Total net profit dropped to $2.66 billion in the six months to March 31, from $2.69 billion in the first half of the previous year. Cash earnings, which excludes gains from currency and interest rate movements on the bank’s debt, fell 9.4% to $2 billion.
If the NAB is any guide, our big banks are raking in money hand over fist with the problem areas of the banks’ own making. These include injudicious and dud loans to the Allcos, ABC Learning, Centro and other dodgy companies.
The NAB’s earnings were of a much higher quality than any of the big US banks that reported profits for the first quarter last week (JPMorgan, Goldman Sachs, Citigroup and Wells Fargo).
Banks in the US, UK, Germany and Japan are incurring losses or making money out of trading operations as they borrow cheaply from the US Federal Reserve’s funding programs and lend it out at higher rates for mortgage refinancings, corporate loans and other deals.
The small fall in cash earnings came despite a 64% plunge in profits from the bank’s UK operations, and a 50% rise in bad debt provisions from $1.2 billion to $3.6 billion in the six months to the end of March.
The half year profit decline was directly attributed to an increase of $1.1 billion in the overall bad loan charge to NAB’s accounts — a figure that now stands at $1.8 billion.
NAB has now set aside $4.9 billion to cover bad and doubtful debts over the last year as the domestic economy has slumped towards a recession. The bank said in the statement that the increase in provisions reflected “a downgrade in customer credit ratings across all businesses.”
That figure contains a $500 million jump in specific bad loans to $1.3 billion and that is spread across all of NAB’s different businesses in Australia, New Zealand, the UK and — to a lesser extent — in the US.
“The fall in cash earnings reflects the tough economic conditions that continued to deteriorate as the half year progressed,” CEO Cameron Clyne said in the statement.
“We continued to grow revenue while carefully managing costs, but this was offset by increased bad and doubtful debts and higher funding costs.”
In Australia, bank cash earnings rose 7.5%, while earnings at its MLC unit dropped 28%. In the UK the Clydesdale Bank Plc and Yorkshire Bank Plc saw cash earnings tumble 64% as the British banking sector came under enormous pressure. Strip out the MLC figures and the results are looking rosy indeed.
The Bank said “the Australian region grew total revenue by 9.6% with both business and retail banking recording double digit revenue growth although this was partially offset by lower wealth management revenue due to weak investment markets.

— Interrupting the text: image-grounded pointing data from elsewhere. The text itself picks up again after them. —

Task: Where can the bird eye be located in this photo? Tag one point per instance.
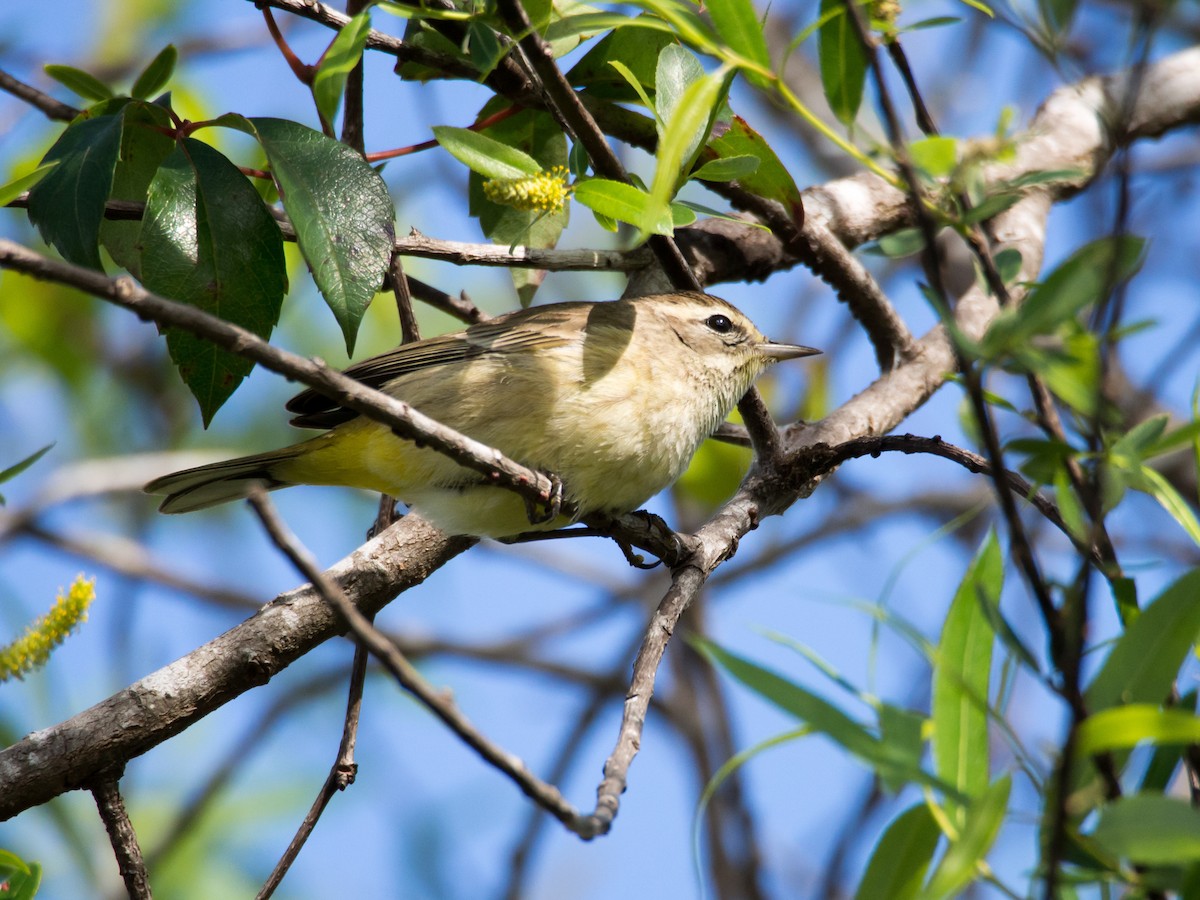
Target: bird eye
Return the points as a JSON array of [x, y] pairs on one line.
[[720, 324]]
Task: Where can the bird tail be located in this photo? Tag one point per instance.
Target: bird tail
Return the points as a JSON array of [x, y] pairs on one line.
[[221, 481]]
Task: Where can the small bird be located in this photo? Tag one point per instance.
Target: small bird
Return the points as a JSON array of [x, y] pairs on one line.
[[612, 397]]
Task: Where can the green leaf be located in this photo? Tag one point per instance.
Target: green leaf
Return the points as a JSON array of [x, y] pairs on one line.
[[772, 179], [1086, 277], [1125, 727], [18, 186], [892, 763], [341, 210], [901, 857], [1150, 829], [737, 24], [343, 54], [936, 156], [961, 675], [537, 133], [209, 241], [730, 168], [84, 84], [625, 203], [1143, 664], [69, 203], [18, 467], [156, 75], [143, 149], [687, 130], [485, 155], [677, 70], [843, 63], [983, 821], [633, 45]]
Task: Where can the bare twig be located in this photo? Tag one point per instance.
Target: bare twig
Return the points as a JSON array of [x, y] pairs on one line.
[[123, 838]]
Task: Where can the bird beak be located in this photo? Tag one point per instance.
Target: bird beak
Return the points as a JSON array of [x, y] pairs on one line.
[[773, 351]]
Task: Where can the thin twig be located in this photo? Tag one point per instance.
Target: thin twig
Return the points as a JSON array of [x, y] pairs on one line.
[[123, 838]]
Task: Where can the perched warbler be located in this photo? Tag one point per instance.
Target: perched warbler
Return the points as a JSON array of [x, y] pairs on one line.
[[612, 397]]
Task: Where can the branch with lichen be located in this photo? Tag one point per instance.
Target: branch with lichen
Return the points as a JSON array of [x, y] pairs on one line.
[[34, 648]]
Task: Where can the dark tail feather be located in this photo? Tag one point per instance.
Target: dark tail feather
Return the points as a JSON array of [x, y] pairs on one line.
[[217, 483]]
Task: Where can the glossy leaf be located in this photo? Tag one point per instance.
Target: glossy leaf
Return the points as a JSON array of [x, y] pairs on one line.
[[143, 149], [1143, 664], [156, 75], [843, 63], [1150, 829], [984, 817], [343, 54], [487, 156], [341, 210], [209, 241], [85, 84], [961, 677], [67, 204], [18, 186], [901, 857]]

“Australia Banking cash earnings increased by 7.5% to $1.5 billion compared with the March 2008 half year. Business & Private Banking and Retail Banking both contributed. Business & Private Banking was up 7.1% to $1.0 billion and Retail Banking was up 8.6% to $0.5 billion. Revenue was 13.9% higher at $4.4 billion while expenses increased by 4.4% to $1.7 billion.”
Those are the figures of a bank sailing through a recession. It may get worse, but the NAB has enough fat and earnings to ride out any storm.
NAB shares were trading down 26 cents at $21.78 around 11.40am today. That’s a silly reaction: the result was in line with analysts’ expectations and much stronger than anyone would have believed had you listened to the doom and gloom merchants up to a month or so ago.